Thursday, April 7, 2016

Going to the Dentist

The search for the perfect paediatric dentist is about as challenging as finding the holy grail of hairdressers. I have yet to enounter the stylist who can turn my locks from drab to fab convincingly enough for me to follow him or her to the ends of the earth. Because I would, if I found that person.

Anyway, back to Little A's teeth. When he was a newly diagnosed toddler, we tried a dentist who claimed to specialise in special needs patients. After the initial examination, he handed me a sheaf of papers and asked me to have our paediatrician sign them to confirm that it was okay for Little A to be sedated every time he needed his teeth cleaned or a filling done.

I took the papers and put them in a drawer, and never returned to that dentist as I refuse to accept that the only way to clean the teeth of a special needs child is to put them under general anaesthesia. 

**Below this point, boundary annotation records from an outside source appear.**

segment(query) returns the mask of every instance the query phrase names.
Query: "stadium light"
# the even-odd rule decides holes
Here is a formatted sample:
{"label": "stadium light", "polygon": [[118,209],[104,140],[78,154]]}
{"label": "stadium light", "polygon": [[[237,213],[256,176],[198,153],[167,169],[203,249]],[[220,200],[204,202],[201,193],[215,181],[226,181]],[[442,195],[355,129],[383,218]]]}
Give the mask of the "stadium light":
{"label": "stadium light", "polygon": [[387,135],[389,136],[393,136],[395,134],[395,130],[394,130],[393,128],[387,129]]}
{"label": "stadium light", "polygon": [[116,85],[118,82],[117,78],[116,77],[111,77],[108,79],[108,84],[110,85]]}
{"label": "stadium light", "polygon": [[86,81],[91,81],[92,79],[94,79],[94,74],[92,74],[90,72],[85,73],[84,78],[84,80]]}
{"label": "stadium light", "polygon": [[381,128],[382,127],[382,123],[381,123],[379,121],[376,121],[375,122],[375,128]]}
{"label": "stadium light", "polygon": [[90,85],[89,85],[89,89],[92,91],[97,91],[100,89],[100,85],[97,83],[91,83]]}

A few years later, Little A discovered a fantastic dollhouse at what turned out to be a dental clinic next to the centre where he had therapy thrice a week. This dentist said her strategy would be to get him used to sitting in the chair and opening his mouth for a dental exam by practicing a few minutes at a time until he could sit through an entire procedure. 

I liked both this strategy and the dentist, only the therapy centre moved locations soon afterwards and we have not been back since.

Fast forward another few years, and Little A's permanent teeth are coming in. A children's dental clinic had opened down the road from one of my shops, and I heard good things from several parents, so we decided to try it. For months now, he has been doing an oral therapy involving a vibrating brush similar to an electric toothbrush, so I figured he was ready for a proper dental cleaning.

At the clinic, we met the Ninja Dentist. She showed Little A all the tools and let him touch them, as well as introducing a restraining device some kids use, that works for him as he feels better being "squashed" with tight hugs and between heavy duvets. 

Her hands were light and lightning fast as she scraped, brushed and painted fluoride on Little A's teeth in less than 15 minutes, and he cried but did not resist.

Since he is a new dental patient and his teeth have a tendency to discolour, we need to come back quarterly for fluoride treatments. I don't mind this as more frequent visits will get Little A used to the procedure more quickly, and hopefully within a year it will be as routine as getting a haircut and cutting his nails, both of which started with screaming, resistance, and required multiple people restraining him, but are now tolerated with minimal fuss. 

Since then, I have visited the Ninja Dentist myself, as they also work on adult teeth. She is a gem, and we plan to stick with her for as long as we have teeth.